Blasts expose LEAs’ neglect towards preserving crime scene
KARACHI, Nov 21: The twin blasts outside an Imambargah in Orangi Town on Wednesday not only exposed the approach of the law-enforcement agencies towards the importance of preserving the crime scene, but also showed a lack of disregard among rescue workers and overzealous broadcast media personnel for safety protocols, which made them vulnerable to a second attack.
The first blast was reported a few minutes after the sunset outside the Imambargah Haider-i-Karrar in Orangi Town No. 5. The explosion attracted a large number of ambulances with dozens of rescue workers, mostly associated with the Edhi Foundation and Chhipa Welfare Association, followed by a number of reporters from different media houses.
The scene of crime became a free-for-all, as barehanded rescue workers and police officials were seen handling the stuff outside the Imambargah that included parts of a motorbike said to have been used in the attack and pieces of damaged property.
Officials recognised the fact that a huge crowd at the crime scene did not only cause loss of crucial evidence, but might have attracted a second bomb attack.
“It’s definitely our concern,” said Munir Sheikh, the chief of the forensic division of the Sindh police. “It’s primarily the responsibility of the law-enforcement agencies to secure the crime scene, which demands restricted movement of the people and no movement of objects until it’s declared clear by the forensic people or investigators.”
He feared that the careless handling of the crime scene might resulted in a loss of some evidence of the first blast, though he said his team had managed to collect crucial evidence after the second bomb attack.
The Wednesday blasts in Orangi Town came as a grim reminder of the twin May 2004 blasts outside the Pakistan American Cultural Centre (PACC) on Fatima Jinnah Road that killed a policeman and left a number of journalists as well as law-enforcement agencies’ personnel injured.
An almost identical episode was witnessed some six years later in 2010 when at least 25 people were killed and over 100 others injured in a roadside bomb blast near a bus packed with mourners going to a Chehlum procession on Shahrah-i-Quaideen.
Within an hour to that explosion, another blast took place outside the emergency ward of the Jinnah Postgraduate Medical Centre, where relatives of those injured in the first attack, paramedics and media persons were present.
“The law-enforcement agencies must cordon off the crime scene, which unfortunately we have not witnessed in the recent incident,” conceded Sharfuddin Memon, the adviser to the Sindh home department. “Only investigators should be allowed there. There is a certain standard operating procedure to manage a crime scene but it’s hardly followed.”

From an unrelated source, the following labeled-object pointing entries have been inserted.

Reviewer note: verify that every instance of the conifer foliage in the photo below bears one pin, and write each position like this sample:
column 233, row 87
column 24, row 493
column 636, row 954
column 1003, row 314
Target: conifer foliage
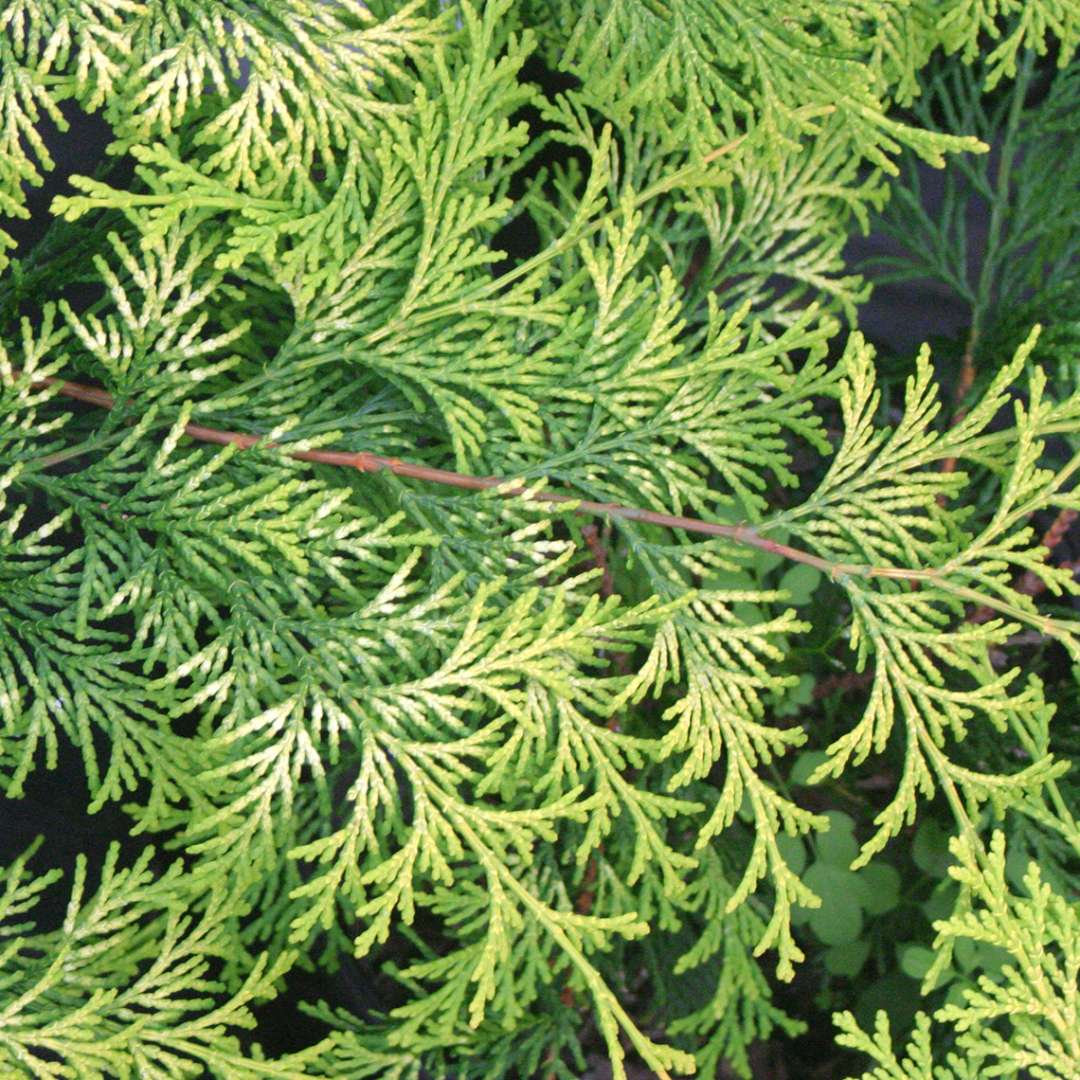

Apart from police lethargic approach, he said, other reasons including mob reaction, media interest and hyper activism of rescue volunteers prevented the police from completely implementing the SOP.

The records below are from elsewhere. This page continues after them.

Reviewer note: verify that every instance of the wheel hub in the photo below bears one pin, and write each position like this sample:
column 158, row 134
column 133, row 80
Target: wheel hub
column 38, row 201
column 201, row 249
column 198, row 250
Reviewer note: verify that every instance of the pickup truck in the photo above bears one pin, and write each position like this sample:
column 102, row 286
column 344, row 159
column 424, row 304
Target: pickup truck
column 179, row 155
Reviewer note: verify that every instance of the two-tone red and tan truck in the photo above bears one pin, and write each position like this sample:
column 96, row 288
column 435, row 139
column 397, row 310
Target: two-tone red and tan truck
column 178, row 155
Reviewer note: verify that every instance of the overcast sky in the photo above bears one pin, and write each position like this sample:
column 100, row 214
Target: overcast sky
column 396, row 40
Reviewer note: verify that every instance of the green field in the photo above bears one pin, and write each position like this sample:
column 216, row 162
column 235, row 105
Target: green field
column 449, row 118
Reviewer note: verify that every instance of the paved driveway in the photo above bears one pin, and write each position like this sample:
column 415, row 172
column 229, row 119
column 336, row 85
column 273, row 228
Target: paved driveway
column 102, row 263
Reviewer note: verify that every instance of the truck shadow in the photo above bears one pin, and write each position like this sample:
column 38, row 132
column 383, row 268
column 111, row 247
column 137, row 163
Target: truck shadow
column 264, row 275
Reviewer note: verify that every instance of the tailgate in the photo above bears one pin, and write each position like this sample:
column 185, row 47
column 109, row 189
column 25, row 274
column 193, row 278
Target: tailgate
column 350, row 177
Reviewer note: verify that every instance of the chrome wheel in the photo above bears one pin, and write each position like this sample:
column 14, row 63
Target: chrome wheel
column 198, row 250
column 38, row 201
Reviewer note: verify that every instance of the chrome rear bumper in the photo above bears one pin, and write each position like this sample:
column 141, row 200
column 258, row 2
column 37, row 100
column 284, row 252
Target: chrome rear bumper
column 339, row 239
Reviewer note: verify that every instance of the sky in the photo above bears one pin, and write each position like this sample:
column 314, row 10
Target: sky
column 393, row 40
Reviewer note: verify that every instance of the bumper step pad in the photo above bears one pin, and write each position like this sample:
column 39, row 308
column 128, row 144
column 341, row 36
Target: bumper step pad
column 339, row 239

“We are fighting a war on terror, but it’s so unfortunate that we have been unable to follow some basics to handle the situation we confront after every few days,” said Jameel Yusuf, a former chief of the Citizens-Police Liaison Committee. “The Wednesday incident should serve as a wake-up call for all the people and institutions involved in the process. The police must take volunteers and the community on board in such a situation to handle the situation, which would also share their burden and make the community realise about their role.”